What kind of data visualisation is right for you?

We look at how the best way to present data will vary depending on your audience.

With the wealth of health data now available, it’s vital to present it in a way that chimes with the healthcare professionals making important decisions on how services are delivered. The ‘holy grail’ is a compelling narrative told in the simplest way possible. Having data is one thing, but if you can’t utilise it to make decisions, or even make sense of it, it has limited value – this is where effective data visualisation comes into play.

Data visualisation refers to the techniques used to communicate data or information by encoding it as visual objects (points, lines or bars) contained in graphics, also commonly referred to as dashboards.

At ICHP we’ve found that being collaborative and iterative in our approach to creating effective visualisations, by discussing stakeholder requirements with them and working through the options, has always been key to our success. Research also supports gathering diverse points of view and trying out as many visual approaches as possible before homing in on one and refining it.

We work closely with independent Tableau software expert Steve Adams, who says: “Understanding your audience and how they will consume information is one important consideration when designing data products and visualisations. Knowing your audience’s data literacy and experiences and balancing that with visualisations to enable insights quickly, without misleading, can be a challenge.

“Data visualisation tools are getting better and easier to use, but this often leads to reports and dashboards becoming cluttered with overly complex charts. This can lead to users not engaging with a discovery dashboard or not trusting the message that the author reports.”

Four key questions for effective visualisations

At ICHP we ask four questions that are key to any visualisation we build – does it engage the end user; can they understand it straight away; does it provide the intended narrative; and does it make a positive impact?

Take, for example, primary care networks (PCNs). These groups of GP practices are a key part of the NHS long term plan, and each typically covers 30,000-50,000 patients. The networks provide the structure and funding for services to be developed locally, in response to the needs of the patients they serve.
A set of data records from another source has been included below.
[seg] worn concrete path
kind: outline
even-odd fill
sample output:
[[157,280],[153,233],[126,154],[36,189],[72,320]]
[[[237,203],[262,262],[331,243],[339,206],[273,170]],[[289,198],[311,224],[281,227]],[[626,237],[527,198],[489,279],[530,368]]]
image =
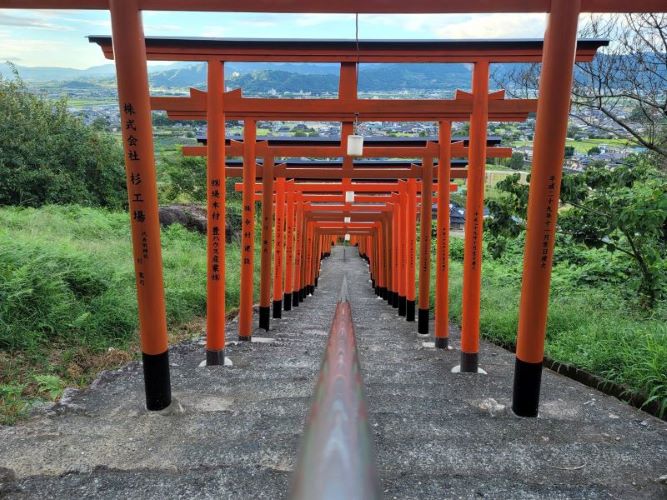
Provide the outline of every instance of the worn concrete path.
[[513,355],[482,343],[488,375],[450,373],[458,352],[425,347],[353,254],[334,249],[315,295],[257,332],[274,341],[232,343],[233,367],[175,347],[169,415],[143,410],[135,363],[1,427],[0,496],[284,497],[346,274],[387,498],[667,498],[665,422],[549,371],[540,417],[514,417]]

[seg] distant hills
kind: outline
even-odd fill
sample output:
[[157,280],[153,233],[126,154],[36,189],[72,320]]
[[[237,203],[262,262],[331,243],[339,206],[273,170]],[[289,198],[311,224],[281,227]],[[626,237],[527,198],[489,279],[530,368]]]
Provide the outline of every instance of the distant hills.
[[[317,64],[245,63],[226,66],[228,87],[245,93],[313,92],[335,93],[338,68]],[[202,64],[151,75],[155,87],[205,87],[206,67]],[[470,87],[470,69],[464,64],[367,64],[359,71],[361,91],[454,90]]]
[[[91,84],[115,78],[113,64],[85,70],[55,67],[16,66],[26,82],[58,82],[68,88],[84,88],[77,82]],[[230,63],[225,65],[228,87],[245,93],[312,92],[335,93],[338,89],[338,65],[317,63]],[[206,65],[174,63],[149,68],[151,85],[164,88],[206,86]],[[0,74],[13,78],[8,64],[0,64]],[[359,72],[361,91],[454,90],[470,87],[470,70],[464,64],[365,64]]]
[[[19,76],[27,82],[50,82],[71,80],[95,80],[102,78],[113,78],[116,69],[113,64],[94,66],[88,69],[53,68],[39,66],[16,65]],[[7,63],[0,63],[0,74],[3,78],[13,78],[12,68]]]
[[[599,54],[598,59],[604,63]],[[496,77],[517,65],[494,66]],[[109,84],[115,79],[113,64],[85,70],[73,68],[16,66],[21,78],[31,83],[56,82],[68,88],[84,88],[76,82]],[[277,93],[335,93],[338,89],[338,65],[324,63],[228,63],[225,65],[227,87],[242,88],[247,95]],[[661,74],[664,69],[658,70]],[[149,66],[153,87],[187,88],[206,86],[204,63],[176,62]],[[0,64],[0,74],[12,78],[8,64]],[[362,92],[401,92],[408,90],[451,92],[471,87],[470,65],[452,64],[362,64],[359,89]]]

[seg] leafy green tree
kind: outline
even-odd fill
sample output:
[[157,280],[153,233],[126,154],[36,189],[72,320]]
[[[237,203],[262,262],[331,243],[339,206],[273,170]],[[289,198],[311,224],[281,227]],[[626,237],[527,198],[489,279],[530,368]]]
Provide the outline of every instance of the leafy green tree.
[[572,158],[574,156],[574,146],[565,146],[565,158]]
[[166,156],[158,172],[160,201],[204,203],[206,201],[206,159]]
[[0,205],[127,204],[120,144],[65,100],[29,93],[16,75],[0,79],[0,116]]
[[512,153],[512,158],[510,158],[507,166],[512,170],[524,170],[524,164],[523,153]]
[[[519,175],[496,185],[489,200],[489,248],[499,257],[525,230],[528,186]],[[618,252],[629,259],[629,282],[637,283],[641,304],[651,309],[665,293],[667,276],[667,177],[646,156],[614,169],[601,162],[582,174],[566,174],[558,232],[569,244]]]
[[588,156],[593,156],[593,155],[599,155],[602,151],[600,150],[599,147],[593,146],[591,149],[588,150]]
[[[226,179],[227,205],[239,204],[243,193],[237,192],[238,177]],[[158,169],[160,201],[167,203],[206,202],[206,159],[198,157],[165,156]],[[228,207],[229,208],[229,207]]]

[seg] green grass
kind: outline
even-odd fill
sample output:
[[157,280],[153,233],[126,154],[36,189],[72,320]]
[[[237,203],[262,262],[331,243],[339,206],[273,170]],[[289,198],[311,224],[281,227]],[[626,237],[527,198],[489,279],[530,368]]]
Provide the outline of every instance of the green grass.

PCNs will eventually be required to deliver a set of seven national service specifications. They will also be expected to think about the wider health of their population, taking a proactive approach to managing population health.

To deliver on both requirements they need to have access to data about their activity levels and their local population’s needs in formats that are easy to understand and use. For example, if a primary care network wants to investigate “what’s driving our unplanned activity?” you could use a bubble chart or a bar chart (as below).

The two charts contain the same data and you could argue that the bubble chart is more appealing. However, it takes much more effort to answer the original question using the bubbles than when looking at the bar chart – not ideal for busy GPs under time pressure.

We believe the best visualisations take complex data and present it in a simple way. If the user can’t answer their question in the first few seconds then there’s a risk the visualisation won’t be used.

But should you always keep it simple?

Just because we have amazing data, we don’t need to show it all on one visualisation. We think carefully about each chart and the impact that it has on the overall objective. While we aim to present information in a simple way, sometimes a bar chart or similar just isn’t enough to give a full picture behind the data being presented.

Without more complex visualisation, detecting the inefficiencies hidden in the patterns and anomalies in data would be an impossible slog. More interactive visualisations that enable users to drill down into the data can allow for greater exploration of an issue. For example a dashboard that covers total hospital spells could then drill down to types of spell, types of spell by age and so on, to give more clarity on how pathways are working for different patient groups.

ICHP has the expertise to create more complex visualisation where needed, such as statistical process control (SPC) charts. These are analytical tools used to monitor performance and show unwarranted variation. For example, they can be used to monitor condition management, measure KPIs such as hospital admissions or track the progress of initiatives such as a new intervention. They define what is in range, what is an outlier and what is a shift using control limits and colours on monthly data points. This allows organisations such as PCNs to see more easily areas they need to address together and to check whether any individual practice is seeing different results to others in the network.

At ICHP we have access to great data, expertise in understanding data and in-house capabilities to create the right visualisations to meet each audience’s specific needs. Our NHS and industry partners ask us to create visualisations from multiple data sources for a range of different audiences; however, the process of building them is consistent:

Question > Data > Narrative > Design & Build > Test> Implement

A final piece of advice from Steve Adams: “The human brain is tuned to recognise patterns. If you are reporting insights on a regular basis, it is a good idea to deliver your reports in a consistent way so that repeat readers can increase their speed to insight and decision making.”

By Julia Wilkins, ICHP Head of Data & Analytics.

Steve Adams is a visual analytics consultant, a Certified Consultant of the International Business Communications Standards (www.ibcs.com) and a Tableau trainer.